• Rosie


Updated: Apr 11, 2020

Endings. That word will provoke different feelings in everyone.

Often the way we feel towards an ending reflects the experience we have had of endings in the past. Sometimes it maybe that we’ve never experienced an ending or a loss and so the idea of one can then be frightening.

Others may approach endings with joy and rather than think of a loss, think of what they are taking away from that experience.

I’ve been thinking a lot about endings recently. It’s something we think about from the start of counselling and encourage endings to be planned to open up the opportunity of a different and good, nurturing ending.

I’m having my own ending this week. This week I will be leaving a post working within a psychology team in an inpatient mental health service. I have worked in this role in a few different settings for the past 11 years.

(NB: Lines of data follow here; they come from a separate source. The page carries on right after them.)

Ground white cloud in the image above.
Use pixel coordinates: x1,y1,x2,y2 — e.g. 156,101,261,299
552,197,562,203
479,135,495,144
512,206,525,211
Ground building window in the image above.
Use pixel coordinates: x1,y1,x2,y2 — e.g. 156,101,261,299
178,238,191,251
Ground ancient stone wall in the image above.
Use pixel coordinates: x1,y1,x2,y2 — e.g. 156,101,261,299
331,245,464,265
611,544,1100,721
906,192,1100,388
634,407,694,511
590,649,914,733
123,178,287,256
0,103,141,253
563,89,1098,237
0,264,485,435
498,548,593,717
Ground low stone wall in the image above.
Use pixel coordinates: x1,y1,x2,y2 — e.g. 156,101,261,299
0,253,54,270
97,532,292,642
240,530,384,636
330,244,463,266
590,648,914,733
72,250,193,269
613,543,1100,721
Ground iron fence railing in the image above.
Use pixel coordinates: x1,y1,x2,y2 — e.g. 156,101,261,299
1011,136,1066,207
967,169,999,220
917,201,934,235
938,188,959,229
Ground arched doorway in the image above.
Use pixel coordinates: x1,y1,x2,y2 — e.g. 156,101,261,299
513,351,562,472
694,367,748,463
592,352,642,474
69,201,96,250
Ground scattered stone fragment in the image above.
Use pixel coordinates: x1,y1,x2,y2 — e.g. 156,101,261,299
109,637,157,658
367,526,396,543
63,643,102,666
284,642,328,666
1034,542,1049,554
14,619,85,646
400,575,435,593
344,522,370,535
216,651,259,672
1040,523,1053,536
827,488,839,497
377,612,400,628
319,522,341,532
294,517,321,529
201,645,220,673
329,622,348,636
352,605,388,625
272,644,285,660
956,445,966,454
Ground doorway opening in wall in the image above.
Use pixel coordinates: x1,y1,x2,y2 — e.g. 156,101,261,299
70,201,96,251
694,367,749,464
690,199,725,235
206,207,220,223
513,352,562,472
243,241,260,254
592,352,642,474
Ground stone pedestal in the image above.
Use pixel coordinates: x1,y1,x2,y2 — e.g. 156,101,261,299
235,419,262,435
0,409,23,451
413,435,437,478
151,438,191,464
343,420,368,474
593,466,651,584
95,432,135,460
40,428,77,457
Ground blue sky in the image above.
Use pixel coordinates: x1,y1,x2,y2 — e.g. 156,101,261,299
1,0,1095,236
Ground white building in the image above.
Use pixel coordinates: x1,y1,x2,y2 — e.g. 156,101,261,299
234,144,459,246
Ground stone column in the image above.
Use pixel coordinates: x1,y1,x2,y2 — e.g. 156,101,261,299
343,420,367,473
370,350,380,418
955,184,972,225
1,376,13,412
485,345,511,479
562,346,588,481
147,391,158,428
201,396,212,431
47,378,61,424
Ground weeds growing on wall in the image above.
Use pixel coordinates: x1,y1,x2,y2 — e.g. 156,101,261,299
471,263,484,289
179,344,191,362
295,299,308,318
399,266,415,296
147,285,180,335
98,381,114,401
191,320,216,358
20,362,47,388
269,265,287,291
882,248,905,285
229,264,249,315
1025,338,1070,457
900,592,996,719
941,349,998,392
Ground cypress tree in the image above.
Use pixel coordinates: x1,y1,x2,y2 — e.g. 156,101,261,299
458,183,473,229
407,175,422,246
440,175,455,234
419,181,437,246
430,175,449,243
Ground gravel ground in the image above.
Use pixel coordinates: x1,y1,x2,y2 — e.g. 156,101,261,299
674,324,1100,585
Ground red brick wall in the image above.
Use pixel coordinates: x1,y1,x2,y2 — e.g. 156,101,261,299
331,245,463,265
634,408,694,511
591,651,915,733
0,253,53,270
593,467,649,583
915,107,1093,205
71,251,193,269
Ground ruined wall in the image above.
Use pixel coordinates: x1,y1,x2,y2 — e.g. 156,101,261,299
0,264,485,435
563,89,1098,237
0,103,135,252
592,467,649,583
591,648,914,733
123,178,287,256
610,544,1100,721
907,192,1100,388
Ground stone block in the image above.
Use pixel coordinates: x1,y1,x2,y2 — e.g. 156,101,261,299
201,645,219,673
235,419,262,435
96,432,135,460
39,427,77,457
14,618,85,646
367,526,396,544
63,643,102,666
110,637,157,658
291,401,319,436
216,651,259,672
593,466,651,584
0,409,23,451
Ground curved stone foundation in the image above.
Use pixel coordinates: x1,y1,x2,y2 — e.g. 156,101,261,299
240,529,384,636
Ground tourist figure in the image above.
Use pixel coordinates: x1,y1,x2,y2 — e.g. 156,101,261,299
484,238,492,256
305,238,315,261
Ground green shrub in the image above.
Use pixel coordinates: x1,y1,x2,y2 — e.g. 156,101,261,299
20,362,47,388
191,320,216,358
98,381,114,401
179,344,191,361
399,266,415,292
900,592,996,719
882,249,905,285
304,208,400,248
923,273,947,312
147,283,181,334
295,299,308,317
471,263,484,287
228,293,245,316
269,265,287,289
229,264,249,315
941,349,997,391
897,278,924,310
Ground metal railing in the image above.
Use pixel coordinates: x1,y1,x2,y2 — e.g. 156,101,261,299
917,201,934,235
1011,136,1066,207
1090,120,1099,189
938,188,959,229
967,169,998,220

It’s been a privilege to have worked with some amazing people both clients and professionals. I will be forever grateful for the experience, the knowledge and the skills I have acquired throughout this job. It’s led me on to perusing counselling further and discovering my passion.

Four years ago I started working as a counsellor within a community setting. I had the privilege of hearing a clients story, helping them to connect to parts of themselves and take control of their lives. I knew this was what I wanted to continue doing.

Setting up my own counselling practice has been a dream of mine for a long time. I’m sad to leave inpatient mental health services, something that’s been a big chunk of my life but I’m excited to continue growing my practice.